The Night Before

It's Hot / Crazy / Ten Below / Porcupine / Shine / Dr Hellier / Hero

Out Now

Earlier this year when James released The Night Before, the album catapulted James into the pantheon of artists that are even more alluring second time around.

The Night Before seems fearless, a product, no doubt, of the way it was conceived: the band set up an FTP site to which they all contributed, downloading and updating each other's efforts at various intervals whilst Lee 'Muddy' Baker knocked things into shape.

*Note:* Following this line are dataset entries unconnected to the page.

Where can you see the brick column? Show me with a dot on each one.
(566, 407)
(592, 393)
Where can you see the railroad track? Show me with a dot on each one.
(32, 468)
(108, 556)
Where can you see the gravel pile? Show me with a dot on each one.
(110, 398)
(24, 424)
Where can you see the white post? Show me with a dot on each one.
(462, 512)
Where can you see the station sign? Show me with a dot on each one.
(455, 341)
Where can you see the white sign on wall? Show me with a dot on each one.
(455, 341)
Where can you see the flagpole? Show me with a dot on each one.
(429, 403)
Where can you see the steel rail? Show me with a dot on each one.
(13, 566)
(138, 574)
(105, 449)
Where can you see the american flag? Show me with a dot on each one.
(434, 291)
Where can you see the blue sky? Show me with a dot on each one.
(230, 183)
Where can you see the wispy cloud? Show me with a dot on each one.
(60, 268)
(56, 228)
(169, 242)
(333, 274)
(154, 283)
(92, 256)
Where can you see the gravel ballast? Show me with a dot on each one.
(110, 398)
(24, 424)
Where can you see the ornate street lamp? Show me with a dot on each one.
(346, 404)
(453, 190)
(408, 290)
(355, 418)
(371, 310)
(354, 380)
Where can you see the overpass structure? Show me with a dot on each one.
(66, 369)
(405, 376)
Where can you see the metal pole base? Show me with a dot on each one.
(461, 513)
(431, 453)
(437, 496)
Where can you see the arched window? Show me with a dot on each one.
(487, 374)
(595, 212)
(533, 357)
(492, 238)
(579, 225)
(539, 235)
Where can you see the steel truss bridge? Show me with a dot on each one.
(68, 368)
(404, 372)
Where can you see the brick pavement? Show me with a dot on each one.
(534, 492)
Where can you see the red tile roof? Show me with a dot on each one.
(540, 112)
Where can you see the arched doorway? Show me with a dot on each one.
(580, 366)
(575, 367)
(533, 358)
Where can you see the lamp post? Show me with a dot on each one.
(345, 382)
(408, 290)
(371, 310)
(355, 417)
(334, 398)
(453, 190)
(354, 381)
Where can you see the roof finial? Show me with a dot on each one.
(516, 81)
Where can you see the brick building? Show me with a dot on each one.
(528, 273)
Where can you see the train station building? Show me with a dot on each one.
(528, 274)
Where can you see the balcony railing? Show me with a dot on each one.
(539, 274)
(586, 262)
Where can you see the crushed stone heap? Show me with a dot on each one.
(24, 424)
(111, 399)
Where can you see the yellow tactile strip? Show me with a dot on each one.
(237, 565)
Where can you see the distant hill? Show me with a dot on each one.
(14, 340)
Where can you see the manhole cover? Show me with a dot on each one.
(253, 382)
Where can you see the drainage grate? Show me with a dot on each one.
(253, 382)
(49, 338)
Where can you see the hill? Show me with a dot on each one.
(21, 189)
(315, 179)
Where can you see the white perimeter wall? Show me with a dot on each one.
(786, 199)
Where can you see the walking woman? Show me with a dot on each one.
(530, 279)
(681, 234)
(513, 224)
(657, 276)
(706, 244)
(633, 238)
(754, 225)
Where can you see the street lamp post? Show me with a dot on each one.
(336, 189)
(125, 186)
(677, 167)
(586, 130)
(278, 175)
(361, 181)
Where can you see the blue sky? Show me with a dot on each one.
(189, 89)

Tim explained to the BBC, "We improvised 30-minute songs then put them on a website and each band member could download them and work on them at home - reconstruct them, chop them up, arrange them, put their instruments on, do whatever they wanted. Then they could put it back on the website and someone else could take that and chop it up and do the same. A very Brian Eno-esque way of working. We worked with him for nine or 10 years and it filtered through."

The results of this "virtual" recording process proved as diverse and intriguing as anything the band had attempted before.

The Night Before is nothing if not intimate. Ten Below was inspired by Booth's memories of "surviving" a Welsh boarding school education where he spent a significant amount of time wearing hats and scarves under the bedclothes (he was "yellow" and suffering from jaundice) and listening to John Peel – who'd incidentally attended the same school. Crazy, the lead single, touches on a similar theme; Booth's liver disease actually got worse not better and he found himself hospitalised, wired up to oxygen and told that he had hardly any white cells left in his body. Throughout recovery (if life can be said to be recovery), Booth had been convinced that his physical frailty (which often produced hallucinations) meant that he was "crazy" and that sooner or later he would be exposed. (Imagine his surprise when he hit thirty and found he'd got away with it!) Ostensibly, both songs had a sense of triumph but it's surely true to say that if James had always written uplifting songs about insecurity, disaffection and mental illness, then these songs take the record to a whole new level.